P |- Q is a statement about a sequence of formal statements.
(P |- Q) |- R, is a statment about a sequence of formal statements
because P |- Q isn't a formal statement.

> basically this arose because i was making myself a list of various
> rules and theorems in ND systems, and realized that CP, to take the
> simplest example, wasn't presented in the same way as the others:
>
> Modus ponens
> P, P->Q |- Q
>
> Conditional Proof
> ???? |- A->Q
>
> i don't see a way to fill in the ???? without nesting |-. to be
> clearer, i have no thesis, i have two questions:
>
> 1. why is what i put for the ???? wrong, and what SHOULD go there?

A set of formal statements only.

> 2. (further below) why are two very different inferences both called
> RAA?

Then ask it further below.

> > What you described can formally be expressed as
> > Given P,A |- Q, conclude P |- A -> Q
> > which is called the Deduction Theorem, tho actually it's a metatheorem.
>
> in which case it can't be a description of a rule of ND...
>
ND has somewhat different syntax than PC, propositional calculus.

> when i write:
>
> P
> ----
> A (assumption)
> ...
> Q
> A->Q (conditional proof)
>
> i'm not using any metatheorems--i'm just using some rule (CP) of the
> object language--but i don't know how to precisely formalize that rule
> as a sequent... (see above)
>
You are mixing ND with PC. Here's ND

assume P
assume A
...
Q
A -> Q
P -> (A -> Q)

> 1. (what i'm inclined to call reductio ad falsum)
>
> P
> ---
> ...
> Q
> A (assumption)
> ...
> ~Q
> ~A
>

assume P
...
Q
assume A
...
~Q
Q -> F (ND definition ~Q)
Q
F
A -> F
~A
P -> ~A

> (which yields P |- ~A)
>
It does not. You assumed P |- Q.

> 2. (what i'm inclined to call reductio ad absurdum)
>
> ---
> A (assumption)
> ...
> Q
> ...
> ~Q
> ~A
>
> (which yields |- ~A)
>
It does not.
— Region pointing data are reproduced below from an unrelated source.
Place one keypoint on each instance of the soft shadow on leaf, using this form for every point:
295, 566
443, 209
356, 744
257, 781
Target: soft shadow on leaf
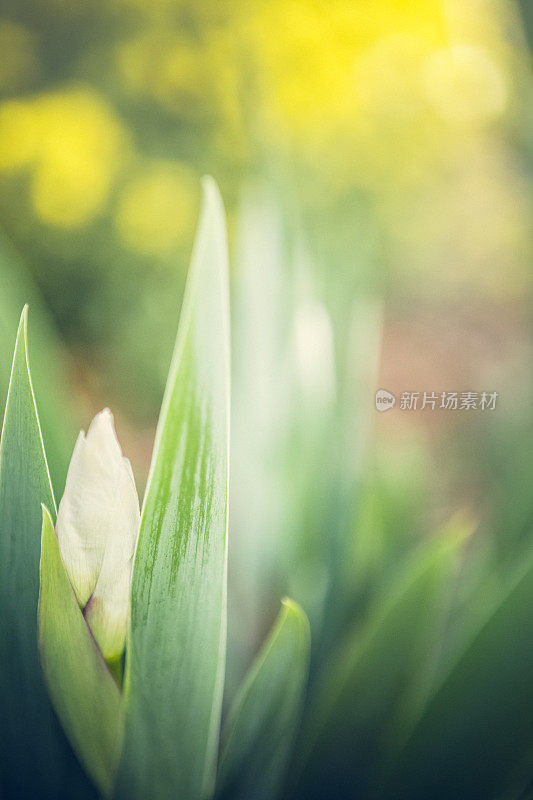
262, 723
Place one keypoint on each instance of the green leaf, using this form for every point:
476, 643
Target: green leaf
57, 414
475, 738
176, 648
33, 750
262, 723
378, 681
84, 694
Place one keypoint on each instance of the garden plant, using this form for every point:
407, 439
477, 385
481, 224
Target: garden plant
113, 622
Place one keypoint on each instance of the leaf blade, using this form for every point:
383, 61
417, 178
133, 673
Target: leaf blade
84, 694
176, 648
33, 749
262, 724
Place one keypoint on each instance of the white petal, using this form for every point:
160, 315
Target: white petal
97, 527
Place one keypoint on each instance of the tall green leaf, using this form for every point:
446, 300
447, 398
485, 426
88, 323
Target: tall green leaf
176, 649
56, 412
475, 738
262, 723
33, 751
378, 681
85, 696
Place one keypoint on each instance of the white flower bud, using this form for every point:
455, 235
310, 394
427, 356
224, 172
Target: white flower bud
97, 528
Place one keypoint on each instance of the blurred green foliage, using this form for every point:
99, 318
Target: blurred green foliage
375, 158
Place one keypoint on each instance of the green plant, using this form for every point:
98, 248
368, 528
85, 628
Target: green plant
421, 686
154, 731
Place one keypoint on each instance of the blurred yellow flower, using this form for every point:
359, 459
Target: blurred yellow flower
157, 209
20, 139
73, 144
465, 85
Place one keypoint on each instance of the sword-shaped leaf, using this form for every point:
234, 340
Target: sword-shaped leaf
264, 718
379, 680
34, 753
475, 738
176, 648
85, 696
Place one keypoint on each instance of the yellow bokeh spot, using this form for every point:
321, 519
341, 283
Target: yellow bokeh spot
20, 137
387, 75
73, 145
464, 85
158, 208
82, 148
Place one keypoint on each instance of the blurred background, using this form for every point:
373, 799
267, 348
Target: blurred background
375, 158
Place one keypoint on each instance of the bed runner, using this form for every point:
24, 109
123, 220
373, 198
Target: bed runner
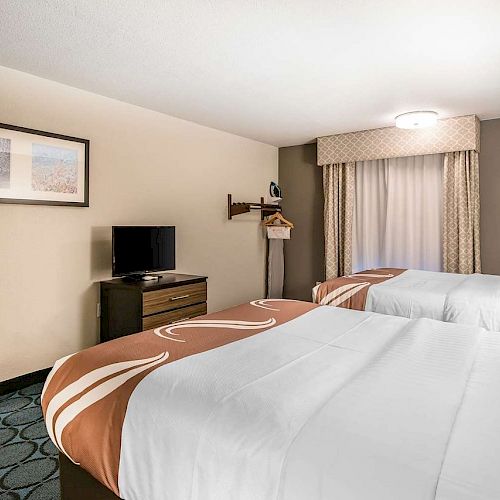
351, 291
86, 395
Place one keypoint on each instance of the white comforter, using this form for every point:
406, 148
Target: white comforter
336, 404
456, 298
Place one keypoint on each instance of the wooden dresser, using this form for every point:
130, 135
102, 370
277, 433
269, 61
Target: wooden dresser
131, 307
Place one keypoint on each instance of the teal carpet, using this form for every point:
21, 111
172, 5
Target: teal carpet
29, 468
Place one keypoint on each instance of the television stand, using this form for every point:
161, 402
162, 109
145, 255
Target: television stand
129, 306
134, 278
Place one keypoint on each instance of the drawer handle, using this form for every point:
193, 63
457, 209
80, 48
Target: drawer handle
179, 320
180, 297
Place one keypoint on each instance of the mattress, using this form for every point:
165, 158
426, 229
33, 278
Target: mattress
472, 299
281, 399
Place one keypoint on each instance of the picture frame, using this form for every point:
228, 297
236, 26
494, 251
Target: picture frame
43, 168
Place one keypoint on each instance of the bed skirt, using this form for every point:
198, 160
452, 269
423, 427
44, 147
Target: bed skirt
77, 484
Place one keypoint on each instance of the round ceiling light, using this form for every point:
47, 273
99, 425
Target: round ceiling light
417, 119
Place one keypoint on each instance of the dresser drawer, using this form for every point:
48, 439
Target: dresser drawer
172, 298
166, 318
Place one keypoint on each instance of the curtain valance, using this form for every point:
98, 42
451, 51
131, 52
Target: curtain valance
451, 134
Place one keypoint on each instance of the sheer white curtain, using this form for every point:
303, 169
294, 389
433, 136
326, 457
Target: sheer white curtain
398, 213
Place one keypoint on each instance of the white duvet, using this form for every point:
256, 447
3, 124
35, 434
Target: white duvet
472, 299
336, 404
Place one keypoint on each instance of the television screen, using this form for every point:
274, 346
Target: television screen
139, 249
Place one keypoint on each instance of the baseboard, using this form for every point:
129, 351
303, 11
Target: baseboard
14, 384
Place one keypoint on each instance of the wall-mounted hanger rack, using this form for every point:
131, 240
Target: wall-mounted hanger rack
266, 209
271, 222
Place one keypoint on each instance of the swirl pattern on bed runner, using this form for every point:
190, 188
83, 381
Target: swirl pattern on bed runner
86, 395
351, 291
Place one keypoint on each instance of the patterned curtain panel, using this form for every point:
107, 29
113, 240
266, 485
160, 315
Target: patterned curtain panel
461, 250
338, 186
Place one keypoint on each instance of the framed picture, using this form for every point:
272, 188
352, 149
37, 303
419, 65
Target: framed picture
41, 168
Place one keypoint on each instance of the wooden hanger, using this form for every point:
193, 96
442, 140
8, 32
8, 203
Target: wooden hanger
278, 216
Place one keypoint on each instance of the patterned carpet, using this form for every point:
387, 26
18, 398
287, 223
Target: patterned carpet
29, 467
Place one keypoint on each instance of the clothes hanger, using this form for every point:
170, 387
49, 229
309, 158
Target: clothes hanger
278, 216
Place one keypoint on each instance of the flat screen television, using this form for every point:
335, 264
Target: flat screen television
138, 250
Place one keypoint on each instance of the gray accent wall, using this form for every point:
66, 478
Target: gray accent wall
302, 185
301, 181
489, 185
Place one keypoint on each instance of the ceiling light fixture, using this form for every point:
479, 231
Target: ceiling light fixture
417, 119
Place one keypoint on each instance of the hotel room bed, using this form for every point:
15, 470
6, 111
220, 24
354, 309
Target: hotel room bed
470, 299
286, 400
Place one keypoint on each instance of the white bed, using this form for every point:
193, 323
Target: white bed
334, 403
472, 299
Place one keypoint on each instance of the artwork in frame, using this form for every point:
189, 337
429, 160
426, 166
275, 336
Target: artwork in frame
43, 168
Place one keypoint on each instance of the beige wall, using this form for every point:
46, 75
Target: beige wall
489, 185
301, 181
145, 168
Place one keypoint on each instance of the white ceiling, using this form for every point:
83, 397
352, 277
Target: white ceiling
282, 72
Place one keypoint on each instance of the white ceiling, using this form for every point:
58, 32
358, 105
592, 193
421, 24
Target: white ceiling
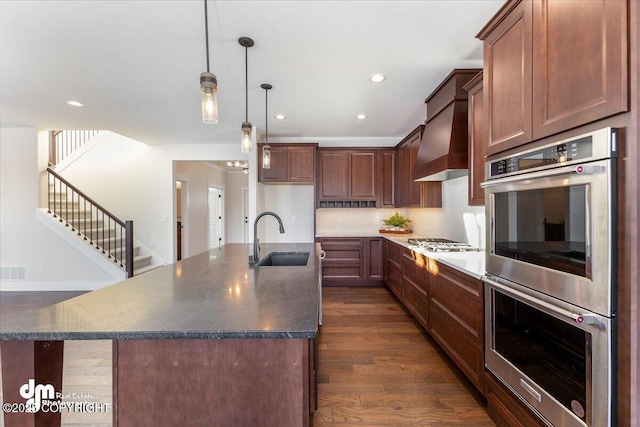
136, 64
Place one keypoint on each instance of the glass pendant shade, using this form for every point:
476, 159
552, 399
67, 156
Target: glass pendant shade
266, 157
209, 87
246, 137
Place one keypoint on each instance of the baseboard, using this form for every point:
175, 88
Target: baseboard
52, 286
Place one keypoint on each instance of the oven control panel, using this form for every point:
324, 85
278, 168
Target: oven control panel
593, 146
562, 153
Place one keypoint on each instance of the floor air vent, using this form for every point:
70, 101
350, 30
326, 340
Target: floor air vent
13, 273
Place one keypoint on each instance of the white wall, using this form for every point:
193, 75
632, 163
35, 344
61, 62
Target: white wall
294, 204
455, 220
51, 264
137, 182
236, 182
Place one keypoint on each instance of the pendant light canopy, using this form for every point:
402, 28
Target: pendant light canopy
266, 149
208, 82
246, 42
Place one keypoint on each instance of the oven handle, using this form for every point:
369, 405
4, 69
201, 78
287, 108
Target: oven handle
567, 170
582, 319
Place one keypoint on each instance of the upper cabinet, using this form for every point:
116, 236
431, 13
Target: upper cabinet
356, 178
477, 140
410, 193
550, 66
290, 164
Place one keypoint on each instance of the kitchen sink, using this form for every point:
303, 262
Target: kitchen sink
281, 259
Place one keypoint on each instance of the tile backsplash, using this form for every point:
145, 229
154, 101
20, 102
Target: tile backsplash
455, 220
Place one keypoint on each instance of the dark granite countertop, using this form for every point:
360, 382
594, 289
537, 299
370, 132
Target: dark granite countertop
212, 295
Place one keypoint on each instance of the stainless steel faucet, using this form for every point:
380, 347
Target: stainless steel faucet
255, 258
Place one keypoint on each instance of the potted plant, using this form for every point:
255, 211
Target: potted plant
396, 223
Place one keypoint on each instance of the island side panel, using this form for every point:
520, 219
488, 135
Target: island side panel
22, 361
239, 382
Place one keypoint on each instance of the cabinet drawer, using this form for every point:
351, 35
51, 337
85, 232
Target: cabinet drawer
417, 304
342, 250
393, 254
463, 283
415, 276
464, 352
341, 272
506, 409
466, 314
394, 280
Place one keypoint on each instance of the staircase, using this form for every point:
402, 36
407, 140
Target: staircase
99, 229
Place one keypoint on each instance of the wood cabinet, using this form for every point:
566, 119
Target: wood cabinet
415, 280
386, 171
290, 164
552, 66
410, 193
456, 318
477, 140
506, 409
393, 268
352, 261
355, 178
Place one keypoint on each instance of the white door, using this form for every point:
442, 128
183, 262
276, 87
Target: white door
216, 229
245, 214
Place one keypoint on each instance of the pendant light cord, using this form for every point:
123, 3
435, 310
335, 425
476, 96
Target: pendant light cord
246, 86
206, 32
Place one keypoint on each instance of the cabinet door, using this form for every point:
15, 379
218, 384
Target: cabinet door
278, 170
374, 251
332, 180
415, 187
579, 63
477, 144
387, 170
301, 161
507, 75
362, 175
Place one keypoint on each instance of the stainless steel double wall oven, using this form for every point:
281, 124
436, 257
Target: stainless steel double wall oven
550, 289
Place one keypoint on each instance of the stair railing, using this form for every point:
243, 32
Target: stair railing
64, 142
95, 224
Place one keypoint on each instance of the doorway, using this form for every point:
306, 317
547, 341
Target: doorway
182, 218
216, 217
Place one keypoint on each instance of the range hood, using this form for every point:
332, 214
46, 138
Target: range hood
443, 149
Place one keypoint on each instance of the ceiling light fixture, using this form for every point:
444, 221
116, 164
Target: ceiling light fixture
246, 42
266, 149
208, 82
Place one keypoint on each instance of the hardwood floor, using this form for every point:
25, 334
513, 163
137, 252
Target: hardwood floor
377, 366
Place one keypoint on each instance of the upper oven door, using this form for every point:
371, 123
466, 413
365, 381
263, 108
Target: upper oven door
553, 231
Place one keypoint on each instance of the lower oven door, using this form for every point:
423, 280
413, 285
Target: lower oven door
556, 357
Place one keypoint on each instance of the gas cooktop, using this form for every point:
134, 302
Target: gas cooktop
441, 245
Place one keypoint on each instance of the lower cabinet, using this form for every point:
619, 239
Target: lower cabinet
504, 408
456, 319
352, 261
446, 302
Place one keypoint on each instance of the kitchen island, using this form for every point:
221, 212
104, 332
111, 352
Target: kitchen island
209, 340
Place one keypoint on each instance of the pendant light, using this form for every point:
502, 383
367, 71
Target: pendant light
246, 42
208, 82
266, 149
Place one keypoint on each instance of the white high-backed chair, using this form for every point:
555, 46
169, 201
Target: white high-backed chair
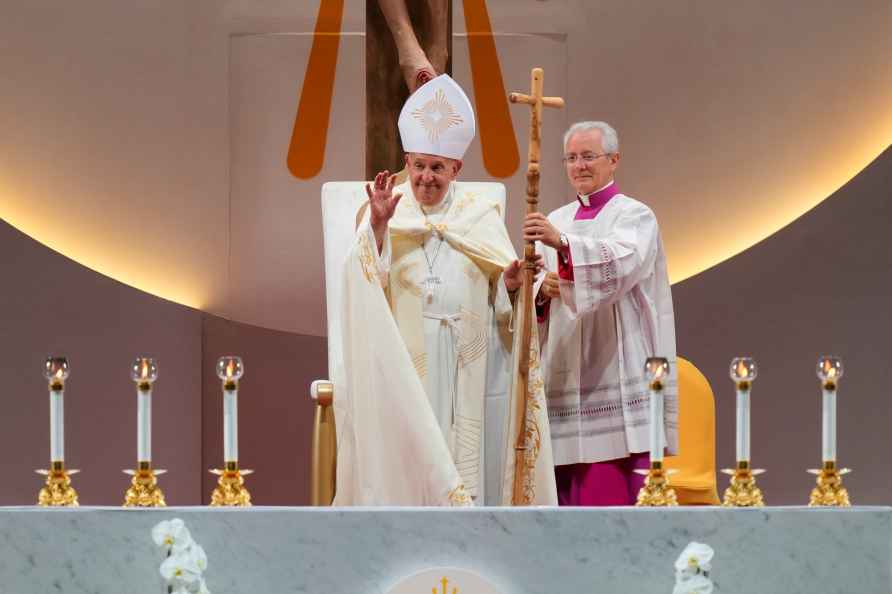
341, 202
You assumed A |- Q.

> how do i describe the rules applied here in sequents, as all the other
> rules are described?
>
You are hopelessly confusing ND with PC.
Be content with what I think you've stated
P -> Q, Q -> (A -> ~Q) |- ~A
P -> Q, Q -> ~Q |- ~P

As for a distinction
P -> ~P |- ~P
P -> Q, P -> ~Q |- ~P

.